To demonstrate an explanation of the algorithms GSP and SPADE an example is given (Table 1). For all the algorithms, we fix the minimum support to 2. Table 1.

Table 1. Original database of transactions

Client ID	Date	Items
1	5/1/2015	C, D
1	16/1/2016	A, B, C
1	3/1/2017	A, B, F
1	3/1/2017	A, C, D, F
2	8/1/2017	A, B, F
2	10/1/2016	E
3	5/1/2016	A, B, F
4	5/1/2016	D, H, G
4	3/1/2017	B, F
4	8/1/2017	A, G, H

The Candidate sets are denoted by C.

C_k specifies candidate sets having K items.

The Candidate sets that satisfy minimum support belongs to L_k .

K denotes number of items in sequence.

As a first step, the database needs to be grouped by Client ID and Date, and then we can visually notice the sequence flow. The column Client ID is denoted SID, which means the sequence identifier; EID is the element identifier in the sequence. Table 2.
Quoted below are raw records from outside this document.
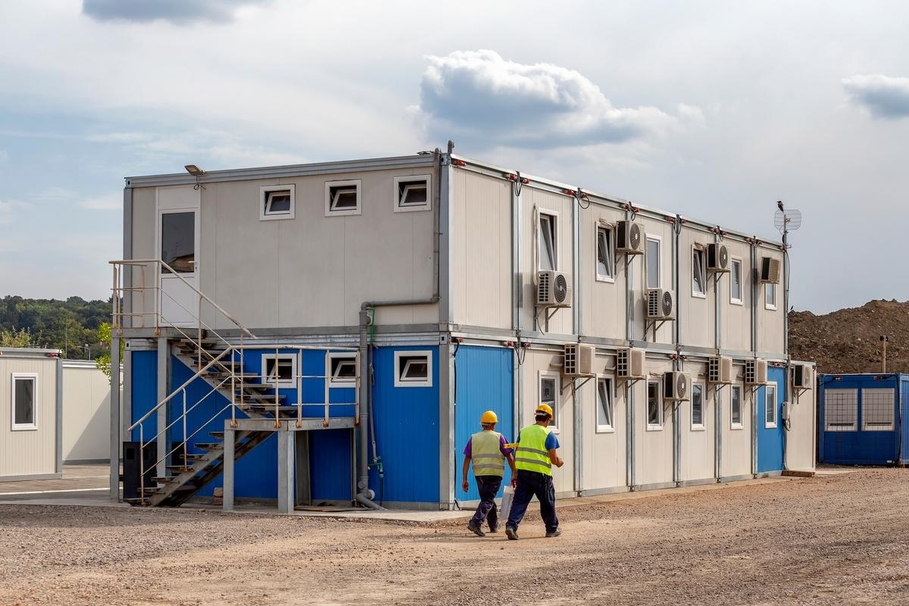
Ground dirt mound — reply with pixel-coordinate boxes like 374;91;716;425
789;301;909;373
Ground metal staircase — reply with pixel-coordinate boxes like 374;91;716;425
112;260;359;507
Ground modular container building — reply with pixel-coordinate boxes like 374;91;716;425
0;348;63;481
111;149;816;511
63;360;111;464
818;373;909;465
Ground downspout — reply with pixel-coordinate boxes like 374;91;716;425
354;149;447;509
708;233;723;482
625;209;647;491
750;238;758;477
672;215;682;486
571;189;584;496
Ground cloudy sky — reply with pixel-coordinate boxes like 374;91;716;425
0;0;909;313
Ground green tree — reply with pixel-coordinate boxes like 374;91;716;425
95;322;125;382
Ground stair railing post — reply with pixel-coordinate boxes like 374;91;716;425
297;347;303;429
183;389;189;471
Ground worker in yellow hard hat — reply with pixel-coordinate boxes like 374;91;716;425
461;410;516;537
505;404;564;541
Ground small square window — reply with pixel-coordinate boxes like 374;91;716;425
259;185;294;221
597;225;615;282
729;259;742;305
325;179;361;216
691;383;704;431
647;381;663;431
394;175;432;213
691;247;707;298
764;282;776;309
764;385;777;428
12;374;38;431
395;351;432;387
537;212;559;271
328;352;357;387
262;354;297;386
597;378;615;432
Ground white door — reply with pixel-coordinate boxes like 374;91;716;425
157;186;199;327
Table 2. Database after grouping the instances by sequence id and time

SID	EID	ITEMS
1	1,2,3,4	<(CD)(ABC)(ABF)(ACDF)>
2	1,2	<(ABC)(E)>
3	1	<(ABF)>
4	1,2,3	<(DHG)(BF)(AGH)>

GSP Application

C₁={ A,B,C,D,E,F,G,H} are the initial candidates for the first round. For each item, we should extract the number of occurrences or the support that would eliminate the less frequent items (Table 3).

Table 3. Number of occurrences of items in C1

Items	N° d’occurrence
A	4
B	4
C	1
D	2
E	1
F	4
G	1
H	1

The items that satisfies the minimum support 2 are L₁={A,B,D,F} C₂ can be obtained by joining L₁×L₁. Table 4.
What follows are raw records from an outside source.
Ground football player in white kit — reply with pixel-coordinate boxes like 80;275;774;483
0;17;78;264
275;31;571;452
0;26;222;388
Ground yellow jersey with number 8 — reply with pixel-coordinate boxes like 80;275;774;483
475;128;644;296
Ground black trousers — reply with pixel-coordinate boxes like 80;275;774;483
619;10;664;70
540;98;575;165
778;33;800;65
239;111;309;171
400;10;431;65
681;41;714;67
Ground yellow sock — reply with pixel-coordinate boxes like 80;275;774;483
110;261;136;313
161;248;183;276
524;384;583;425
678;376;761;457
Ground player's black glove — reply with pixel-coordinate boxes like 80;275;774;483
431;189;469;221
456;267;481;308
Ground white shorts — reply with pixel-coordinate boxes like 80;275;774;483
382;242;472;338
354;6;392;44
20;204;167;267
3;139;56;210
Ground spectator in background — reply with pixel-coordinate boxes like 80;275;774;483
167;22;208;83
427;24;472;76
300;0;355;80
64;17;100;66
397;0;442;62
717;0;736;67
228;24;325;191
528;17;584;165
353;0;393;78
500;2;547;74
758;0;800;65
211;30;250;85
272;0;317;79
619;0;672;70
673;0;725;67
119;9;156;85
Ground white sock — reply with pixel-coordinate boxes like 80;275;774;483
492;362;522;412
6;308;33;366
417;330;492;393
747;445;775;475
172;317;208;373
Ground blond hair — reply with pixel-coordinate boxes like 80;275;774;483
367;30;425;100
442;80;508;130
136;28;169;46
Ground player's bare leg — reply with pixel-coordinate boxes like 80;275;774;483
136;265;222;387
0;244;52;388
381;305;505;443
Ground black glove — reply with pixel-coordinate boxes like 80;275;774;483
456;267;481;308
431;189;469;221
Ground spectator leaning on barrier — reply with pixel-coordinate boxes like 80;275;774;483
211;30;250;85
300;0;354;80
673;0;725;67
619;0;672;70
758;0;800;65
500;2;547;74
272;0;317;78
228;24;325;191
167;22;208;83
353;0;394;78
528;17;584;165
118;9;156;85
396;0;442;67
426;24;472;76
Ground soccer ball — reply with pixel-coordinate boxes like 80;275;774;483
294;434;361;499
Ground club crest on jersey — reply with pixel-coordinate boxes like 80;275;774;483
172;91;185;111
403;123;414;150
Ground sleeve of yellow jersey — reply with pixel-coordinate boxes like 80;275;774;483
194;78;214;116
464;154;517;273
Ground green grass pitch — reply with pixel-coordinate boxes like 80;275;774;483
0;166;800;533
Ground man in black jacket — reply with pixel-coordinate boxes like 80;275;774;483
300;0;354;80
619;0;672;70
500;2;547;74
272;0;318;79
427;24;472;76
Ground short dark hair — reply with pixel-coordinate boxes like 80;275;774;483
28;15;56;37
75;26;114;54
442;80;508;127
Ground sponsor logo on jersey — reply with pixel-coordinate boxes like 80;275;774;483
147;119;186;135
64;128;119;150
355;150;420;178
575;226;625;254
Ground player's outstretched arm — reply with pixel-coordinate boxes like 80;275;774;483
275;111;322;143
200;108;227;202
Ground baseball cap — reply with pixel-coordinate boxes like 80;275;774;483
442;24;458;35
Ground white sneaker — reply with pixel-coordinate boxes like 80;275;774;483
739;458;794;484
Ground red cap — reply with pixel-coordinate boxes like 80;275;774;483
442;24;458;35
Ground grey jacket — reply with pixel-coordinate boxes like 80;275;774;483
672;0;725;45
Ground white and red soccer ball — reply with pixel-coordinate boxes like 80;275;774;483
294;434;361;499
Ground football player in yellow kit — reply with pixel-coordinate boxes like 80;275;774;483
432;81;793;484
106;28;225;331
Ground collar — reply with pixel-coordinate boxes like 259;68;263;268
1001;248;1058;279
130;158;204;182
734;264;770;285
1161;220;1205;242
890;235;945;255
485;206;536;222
Table 4. Number of occurrences of items in C2

Items	N° d’occurrence
A →A	1
A→B	1
A→D	1
A→F	1
AB	3
AD	1
AF	3
B→A	2
B→B	1
B→D	1
B→F	1
BD	1
BF	4
D→A	2
D→B	2
D→D	2
D→F	2
DF	1
F→A	2
F→B	1
F→D	1
F→F	1

C₂={A→A, A→B, A→D, A→F, AB, AD, AF,B→A, B→B, B→D, B→F, BD, BF, D→A, D→B, D→D, D→F, DF, F→A, F→B, F→D, F→F}

The items that satisfies the minimal support:

L₂={AB, AF, B→A, BF, D→A, D→B, D→F, F→A}

In this step, C₃ can be obtained by joining L₂ X L₂Table 5.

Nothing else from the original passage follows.